Posted by: Dejan Petrovic
- Search and creation standardized information about genes, such as gene Ontology (http://www.geneontology.org/). The information used in the study human genome, disease and genetics in general.
- Search and obtaining information from millions of documents, which are used in research and discovery of new drugs
- Normalisation, integration and analysis of patient data with the aim of early detection, prediction and prevention of disease
- Query the ordinary, everyday language with the aim of search millions of documents related to medical and bio research, and for information on drugs, procedures and indications.
- Intelligence, text analysis, early warning from social networks,forums, comments, normalization entities through multilingual website
- Integration of public data through a semantic grouping of the government agency websites
- Integration of data related to criminal justice, normalization and merging of search results data through different court jurisdictions
- Merge the search results data through local governments and their autocategorization by topics
- Automatic notification of users on various topics and conditions, for example on tenders and public procurement.
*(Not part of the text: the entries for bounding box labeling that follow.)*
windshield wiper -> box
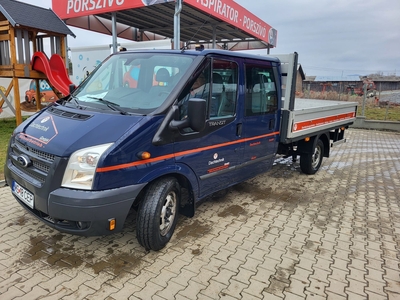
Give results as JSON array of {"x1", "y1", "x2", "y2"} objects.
[
  {"x1": 64, "y1": 95, "x2": 82, "y2": 109},
  {"x1": 88, "y1": 96, "x2": 129, "y2": 115}
]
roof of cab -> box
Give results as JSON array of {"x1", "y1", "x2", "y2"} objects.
[{"x1": 118, "y1": 49, "x2": 280, "y2": 63}]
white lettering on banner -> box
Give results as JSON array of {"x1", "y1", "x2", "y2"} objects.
[
  {"x1": 197, "y1": 0, "x2": 239, "y2": 23},
  {"x1": 67, "y1": 0, "x2": 125, "y2": 14},
  {"x1": 243, "y1": 16, "x2": 267, "y2": 37}
]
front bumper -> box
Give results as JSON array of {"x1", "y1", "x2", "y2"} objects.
[{"x1": 5, "y1": 161, "x2": 146, "y2": 236}]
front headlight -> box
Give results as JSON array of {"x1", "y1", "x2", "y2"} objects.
[{"x1": 61, "y1": 143, "x2": 112, "y2": 190}]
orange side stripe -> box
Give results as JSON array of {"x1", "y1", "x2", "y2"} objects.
[{"x1": 96, "y1": 131, "x2": 279, "y2": 173}]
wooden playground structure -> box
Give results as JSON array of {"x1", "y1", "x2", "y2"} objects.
[{"x1": 0, "y1": 0, "x2": 74, "y2": 125}]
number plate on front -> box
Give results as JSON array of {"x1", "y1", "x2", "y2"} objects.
[{"x1": 12, "y1": 181, "x2": 34, "y2": 208}]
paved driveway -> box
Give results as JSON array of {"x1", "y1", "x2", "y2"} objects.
[{"x1": 0, "y1": 129, "x2": 400, "y2": 300}]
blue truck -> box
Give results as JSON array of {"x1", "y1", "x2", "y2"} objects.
[{"x1": 5, "y1": 50, "x2": 357, "y2": 250}]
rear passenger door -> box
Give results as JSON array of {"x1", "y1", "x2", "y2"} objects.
[{"x1": 239, "y1": 60, "x2": 279, "y2": 180}]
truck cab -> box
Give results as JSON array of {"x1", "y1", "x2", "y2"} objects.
[{"x1": 5, "y1": 50, "x2": 304, "y2": 250}]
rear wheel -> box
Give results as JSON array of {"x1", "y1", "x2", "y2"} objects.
[
  {"x1": 136, "y1": 178, "x2": 180, "y2": 251},
  {"x1": 300, "y1": 140, "x2": 324, "y2": 174}
]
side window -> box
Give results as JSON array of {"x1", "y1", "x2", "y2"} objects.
[
  {"x1": 178, "y1": 65, "x2": 211, "y2": 120},
  {"x1": 209, "y1": 59, "x2": 238, "y2": 119},
  {"x1": 245, "y1": 65, "x2": 278, "y2": 116}
]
- Isolation and analysis of concepts in order to improve indexing and search results are obtained by user relevance
- Auto-categorization and classification of the various topics and areas to facilitate easier to find the desired publication and the publisher better sales and new markets
- Auto suggesting book titles that may interest the customer, based on the creation of concepts in real time
- Query the ordinary, everyday language by the user
- Automatic checks of the fit into the designed standards and quality
- Semantic data search and Auto-categorization data is embedded in many of the tools of today's software industry
- Integration of code from various sources
- For large a software firm that link multiple projects simultaneously, have built a unique search solutions to different storage
- Ontological driven project management with a large number of development code.
- Public opinion polls in real time, using the news that can affect trading and stock performance
- Finding and normalization of data on transactions undertaken with a variety of systems that belong to the banks in the merged operations
- Semantic processing of data with the aim of integrating a number of different systems for complex banking events (eg wire transfer)
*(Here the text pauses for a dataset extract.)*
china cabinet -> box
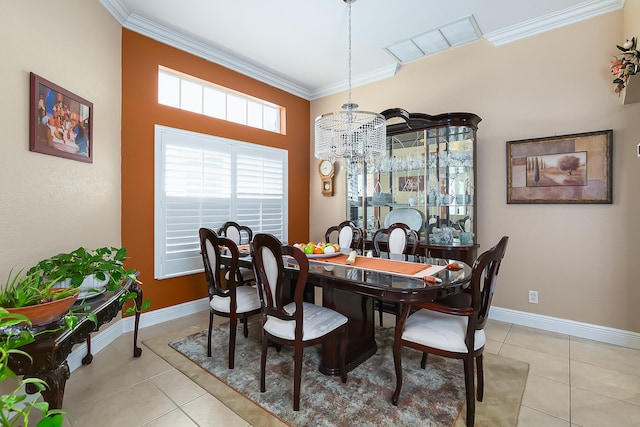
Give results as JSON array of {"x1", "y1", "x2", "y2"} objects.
[{"x1": 347, "y1": 108, "x2": 481, "y2": 265}]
- Language analysis, eliminating irrelevant and categorization of relevant content and materials for the preparation of cases
- Separation of the entities and conceptual analysis aimed at normalization of subject indexing of documents, memos and e-mail
- Mergers and normalization of legal and other documents in order to prepare case
- Data mining and auto-categorizing catalogs of multiple parts, equipment, and materials manufacturers
- Automatic topical tagging and annotation of documentation for complex, large-scale manufacturing
- Ontology of aircraft geometric and structural components to maintain impact awareness of changes
- Entity extraction and normalization to integrate geographical physical information with mobile search
- Natural language processing support for customer self-service on mobile devices
- Mining and normalizing basin data results from disparate sources to federate results for analysis
- News feed monitoring to discover trends and new entities for competitive intelligence
- Federating content across global operations for strategic business analysis and improvement
- Concept discovery and topical categorization of large domains for scholarly research support
- Federation of public content search results with academic resources
- Ontology use for unifying educational resources across collaborating campuses or institution
- Improving search and navigation and knowledge base of various materials, as well as increased sales arrangements that may be related.